We don’t need the government to throw money at “open source”. That’s silly. Youtube used to be a means to an end. I need to send my friend or a teacher a video but email has a 25mb attachment limit. Need to use youtube or image shack. These days you can just use a text message or whatever platform you’re using to communicate. So youtube has now become a platform for “content creators”. It’s a different beast. To compete with youtube you have to not only make the video stuff work but also break the network effect and figure out how to pay creators.
Further, plenty of VCs don’t give two shits whether your thing is open source or not, they just want ROI. In my experience it’s tech law (or lack thereof) that missed the infusion of “internet maker ethos”. The depth of the average startup legal advice is “here’s a privacy policy and EULA that maximally protect your company at the expense of users”. “Here’s an employment contract template that tries to fuck your employees.” “It’s safest not to share your source code and keep it a trade secret.” “Go have fun.” If you want to see more open source then you need to cultivate that ethos among the people in power running the companies.
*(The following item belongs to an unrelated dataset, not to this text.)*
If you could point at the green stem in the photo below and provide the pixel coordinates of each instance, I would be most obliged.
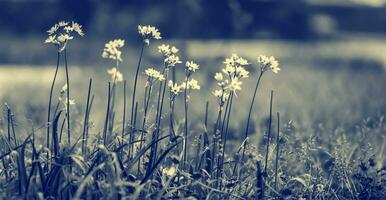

So often I see the prevailing sentiment even here to be anti-gpl. The gpl may be imperfect, but if you care at all about the proliferation of open-source in a western copyright regime, then pissing on the gpl as “the brainchild of crackpot Stallman” is not the way to get there.
If you want more open source then founders need to come to fundamentally understand that their source code is not what makes their business valuable, it’s the time and effort they put in to provide a service that others aren't providing or is better than the competition. Too many founders are living the delusion that at a software level their engineers are writing novel patentable or trade secret level code that gives them a true algorithmic leg up. 9 times out of ten their shit is just new and fresh and disruptive. I understand that in rare cases people are doing truly novel things with software, but that certainly isn’t the default case.
There are so many issues with this.
Being able to pick what content they host is fundamental to freedom of speech for private entities.
The real problem is twofold. 1. A few platforms hold monopoly positions. Who else can compete with Youtubr? And the reason isn’t necessarily because YouTube has a particularly better UI that keeps viewers and content creators on it. The reason YT has all the content creators is because it leverages Google’s ad monopoly and is able to help creators make money. A decently functioning anti-trust system would have split google ads from the rest of the company by now.
2. The devastation of the promise of the open internet. VCs have spent hundreds of billions of dollars to ensure we remain in walled gardens. Open source, self hosted, software on the other hand, where the benefits are shared and not concentrated in individual hands which can then spend billions to ensure that concentration, has suffered.
We need govt funding for open source and self hosted alternatives that are easy and safe for people to setup.
Combine the two and instead of YT getting to choose what videos are seen and not seen on the internet, major and small content creators would self host and be the decision makers, and still make similar amounts of money because they could plugin the openly available Google Adsense (kind of like how you can on blogs…).